Review: ‘Summering’

I can remember one pre-teen summer where a group of friends and I rode our bikes several miles around town, traversing wooded dirt paths and spending the entire day wafting in the heat. It felt like we’d gone halfway around the world…. and the worried rants of our parents when we all returned home probably justified our perceptions that we had, indeed, pushed our allowed boundaries of roaming freedom.

In director James Ponsoldt’s new film Summering, that same feeling of waning summer adventure hits remarkably clear, albeit with a bit darker tone when the four middle school aged best friends discover something ominous. What begins as a lazy trip to their secret, faraway wooded area soon sets them on a different path of self discovery.

Established as tight knit friends on the eve of entering a new school year, Daisy (Lia Barnett), Lola (Sanai Victoria), Dina (Madalen Mills) and Mari (Eden Grace Redfield), stumble across town, through storm sewers and across wooded paths to reach a decorated tree adorned with all types of trinkets they’ve placed around it. Then, something close by catches their attention and their summer plans of hanging out, playing games on the phones, and worrying about middle school take a backseat to their Nancy Drew-like search for meaning.

It’s a plot twist that could potentially sink many films, but in Summering, it works, mostly due to the indelible performances of the film”s four young actresses. They’re bratty one moment, sincere the next, and then smacked with the emotions of reality in another. And since the script is written by two males (Ponsoldt and Benjamin Percy), the risk of surface transparency in representing four young girls could be decried, but the film is saved from this fate by their generous performances.

And while all this is going on, where are the parents? A bit more cardboard than the girls, the mothers (Lake Bell, Sarah Cooper, Ashley Maekwe and Megan Mullally) do get to showcase their worried status when all phone contact and tracking is lost from their daughters.

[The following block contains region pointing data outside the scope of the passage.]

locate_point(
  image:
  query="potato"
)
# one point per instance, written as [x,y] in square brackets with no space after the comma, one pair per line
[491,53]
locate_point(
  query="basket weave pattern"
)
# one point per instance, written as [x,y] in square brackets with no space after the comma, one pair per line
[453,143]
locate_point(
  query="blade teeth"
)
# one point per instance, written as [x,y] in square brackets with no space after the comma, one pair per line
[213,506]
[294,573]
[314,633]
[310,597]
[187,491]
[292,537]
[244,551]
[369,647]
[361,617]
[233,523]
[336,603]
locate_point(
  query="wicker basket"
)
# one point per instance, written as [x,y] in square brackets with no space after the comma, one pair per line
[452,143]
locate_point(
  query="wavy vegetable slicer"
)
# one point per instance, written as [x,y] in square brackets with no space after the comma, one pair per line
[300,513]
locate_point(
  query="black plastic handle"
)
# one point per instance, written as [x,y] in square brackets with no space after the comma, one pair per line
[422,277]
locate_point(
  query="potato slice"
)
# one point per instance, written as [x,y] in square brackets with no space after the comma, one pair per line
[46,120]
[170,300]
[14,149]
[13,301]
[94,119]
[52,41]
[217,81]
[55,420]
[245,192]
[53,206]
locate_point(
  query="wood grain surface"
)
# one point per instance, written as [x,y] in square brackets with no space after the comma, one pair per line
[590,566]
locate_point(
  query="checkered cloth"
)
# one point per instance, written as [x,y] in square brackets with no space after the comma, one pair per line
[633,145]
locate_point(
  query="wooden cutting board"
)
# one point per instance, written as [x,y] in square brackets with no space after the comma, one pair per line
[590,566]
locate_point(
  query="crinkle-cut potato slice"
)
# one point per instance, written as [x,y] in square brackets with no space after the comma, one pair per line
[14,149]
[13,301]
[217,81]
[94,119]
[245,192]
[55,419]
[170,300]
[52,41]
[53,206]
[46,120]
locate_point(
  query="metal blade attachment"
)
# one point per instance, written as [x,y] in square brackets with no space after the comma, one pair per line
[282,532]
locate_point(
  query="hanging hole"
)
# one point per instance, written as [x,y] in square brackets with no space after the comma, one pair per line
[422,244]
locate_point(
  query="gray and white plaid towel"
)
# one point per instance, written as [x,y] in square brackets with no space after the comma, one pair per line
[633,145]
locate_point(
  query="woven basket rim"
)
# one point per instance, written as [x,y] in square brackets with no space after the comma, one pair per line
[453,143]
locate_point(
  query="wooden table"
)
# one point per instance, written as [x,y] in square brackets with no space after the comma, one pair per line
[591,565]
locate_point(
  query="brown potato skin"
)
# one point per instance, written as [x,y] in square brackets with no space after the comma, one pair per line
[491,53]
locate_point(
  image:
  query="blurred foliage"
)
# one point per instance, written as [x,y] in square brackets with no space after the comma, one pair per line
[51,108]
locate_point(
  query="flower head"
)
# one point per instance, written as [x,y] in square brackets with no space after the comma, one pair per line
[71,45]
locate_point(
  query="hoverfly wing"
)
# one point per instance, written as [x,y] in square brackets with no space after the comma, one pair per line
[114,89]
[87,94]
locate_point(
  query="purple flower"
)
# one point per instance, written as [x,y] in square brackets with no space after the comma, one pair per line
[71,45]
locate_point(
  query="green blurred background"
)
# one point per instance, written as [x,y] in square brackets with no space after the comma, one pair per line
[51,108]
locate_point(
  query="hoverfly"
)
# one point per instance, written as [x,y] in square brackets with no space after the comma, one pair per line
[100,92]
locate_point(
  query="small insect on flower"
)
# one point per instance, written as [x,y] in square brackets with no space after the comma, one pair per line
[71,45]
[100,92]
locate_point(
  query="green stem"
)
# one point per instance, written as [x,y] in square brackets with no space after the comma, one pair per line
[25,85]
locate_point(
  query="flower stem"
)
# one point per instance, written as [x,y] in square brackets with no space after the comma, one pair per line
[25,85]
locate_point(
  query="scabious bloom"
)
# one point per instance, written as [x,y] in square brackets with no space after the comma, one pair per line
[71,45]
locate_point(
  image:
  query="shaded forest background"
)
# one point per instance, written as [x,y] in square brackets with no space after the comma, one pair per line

If they only knew what they were really up to.

Summering takes several sharp detours, but at its heart, it’s a film that adds itself to the coming-of-age genre whose summer months instill bravery, adventure, and bursts of adulthood. The girls ask themselves several times during the film if they’ll stay friends during the upcoming years when their world will certainly become exponentially greater. It’s a moment of waning adolescence we all go through.

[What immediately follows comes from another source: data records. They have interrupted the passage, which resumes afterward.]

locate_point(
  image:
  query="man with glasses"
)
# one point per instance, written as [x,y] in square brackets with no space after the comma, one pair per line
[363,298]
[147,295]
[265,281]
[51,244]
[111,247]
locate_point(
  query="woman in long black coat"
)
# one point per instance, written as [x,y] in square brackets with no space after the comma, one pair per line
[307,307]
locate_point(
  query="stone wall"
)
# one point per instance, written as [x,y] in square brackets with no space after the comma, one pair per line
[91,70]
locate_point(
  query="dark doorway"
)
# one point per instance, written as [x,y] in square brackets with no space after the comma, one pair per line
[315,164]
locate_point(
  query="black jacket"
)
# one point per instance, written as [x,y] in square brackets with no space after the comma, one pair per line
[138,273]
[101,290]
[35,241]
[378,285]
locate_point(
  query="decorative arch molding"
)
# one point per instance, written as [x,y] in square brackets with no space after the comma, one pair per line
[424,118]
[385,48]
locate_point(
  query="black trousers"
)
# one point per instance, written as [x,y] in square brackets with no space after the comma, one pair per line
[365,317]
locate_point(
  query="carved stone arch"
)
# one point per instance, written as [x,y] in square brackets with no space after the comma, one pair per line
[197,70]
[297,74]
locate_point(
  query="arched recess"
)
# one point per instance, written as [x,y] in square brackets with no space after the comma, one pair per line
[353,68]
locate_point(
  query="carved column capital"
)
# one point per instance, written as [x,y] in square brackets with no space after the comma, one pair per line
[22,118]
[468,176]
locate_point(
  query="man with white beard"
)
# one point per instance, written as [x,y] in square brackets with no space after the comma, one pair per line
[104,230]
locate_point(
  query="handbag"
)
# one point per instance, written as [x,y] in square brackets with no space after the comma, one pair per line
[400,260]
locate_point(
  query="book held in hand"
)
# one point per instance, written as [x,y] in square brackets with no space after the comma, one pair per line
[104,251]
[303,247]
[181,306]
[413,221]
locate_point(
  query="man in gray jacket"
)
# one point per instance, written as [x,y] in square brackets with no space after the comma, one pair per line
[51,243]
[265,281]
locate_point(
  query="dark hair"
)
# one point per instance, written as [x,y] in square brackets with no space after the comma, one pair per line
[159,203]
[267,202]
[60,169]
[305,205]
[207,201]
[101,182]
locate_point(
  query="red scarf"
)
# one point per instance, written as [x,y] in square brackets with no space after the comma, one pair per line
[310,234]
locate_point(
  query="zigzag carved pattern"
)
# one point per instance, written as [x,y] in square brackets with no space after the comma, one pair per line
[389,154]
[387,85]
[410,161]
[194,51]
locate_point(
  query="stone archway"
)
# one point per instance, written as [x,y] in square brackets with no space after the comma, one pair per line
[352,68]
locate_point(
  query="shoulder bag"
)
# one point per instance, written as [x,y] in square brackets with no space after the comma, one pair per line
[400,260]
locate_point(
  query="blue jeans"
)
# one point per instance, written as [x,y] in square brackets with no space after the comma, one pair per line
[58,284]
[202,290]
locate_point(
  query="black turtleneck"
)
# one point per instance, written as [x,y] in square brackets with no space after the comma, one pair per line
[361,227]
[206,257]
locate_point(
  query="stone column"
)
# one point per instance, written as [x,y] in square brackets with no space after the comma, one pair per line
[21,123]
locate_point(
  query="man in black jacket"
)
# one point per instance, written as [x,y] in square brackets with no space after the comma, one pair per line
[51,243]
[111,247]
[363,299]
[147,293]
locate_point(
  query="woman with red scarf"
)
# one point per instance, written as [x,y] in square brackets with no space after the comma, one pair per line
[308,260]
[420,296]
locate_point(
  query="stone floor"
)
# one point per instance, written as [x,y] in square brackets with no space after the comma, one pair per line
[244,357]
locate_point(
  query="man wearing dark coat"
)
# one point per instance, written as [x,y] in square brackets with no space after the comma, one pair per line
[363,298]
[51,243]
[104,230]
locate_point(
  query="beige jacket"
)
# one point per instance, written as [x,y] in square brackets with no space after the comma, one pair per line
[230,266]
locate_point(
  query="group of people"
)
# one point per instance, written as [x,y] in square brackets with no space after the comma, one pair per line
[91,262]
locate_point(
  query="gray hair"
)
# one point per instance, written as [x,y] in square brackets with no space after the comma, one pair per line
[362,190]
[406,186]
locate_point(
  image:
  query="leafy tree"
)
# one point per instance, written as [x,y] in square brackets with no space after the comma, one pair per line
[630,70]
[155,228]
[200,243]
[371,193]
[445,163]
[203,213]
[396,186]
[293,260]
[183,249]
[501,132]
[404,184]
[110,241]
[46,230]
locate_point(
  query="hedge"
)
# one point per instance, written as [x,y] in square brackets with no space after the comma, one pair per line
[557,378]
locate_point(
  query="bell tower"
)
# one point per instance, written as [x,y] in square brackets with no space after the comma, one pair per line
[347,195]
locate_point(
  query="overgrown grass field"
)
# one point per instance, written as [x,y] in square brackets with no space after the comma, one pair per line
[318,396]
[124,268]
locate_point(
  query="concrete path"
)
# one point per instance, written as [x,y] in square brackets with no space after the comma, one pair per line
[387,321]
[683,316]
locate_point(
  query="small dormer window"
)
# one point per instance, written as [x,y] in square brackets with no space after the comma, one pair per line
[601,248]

And yet, in a penultimate scene, the girls are dancing to a Taylor Swift song in a bedroom after a sleepover and being completely innocent 13 years olds for a few minutes. Summering exposes the girls to some hard truths, but I think the kids will be alright.

Summering opens in the Dallas/Fort Worth area on Friday August 12th at the following locations: AMC Parks 18 in Arlington, AMC Stonebriar in Frisco, AMC Grapevine Mills and AMC Mesquite 30.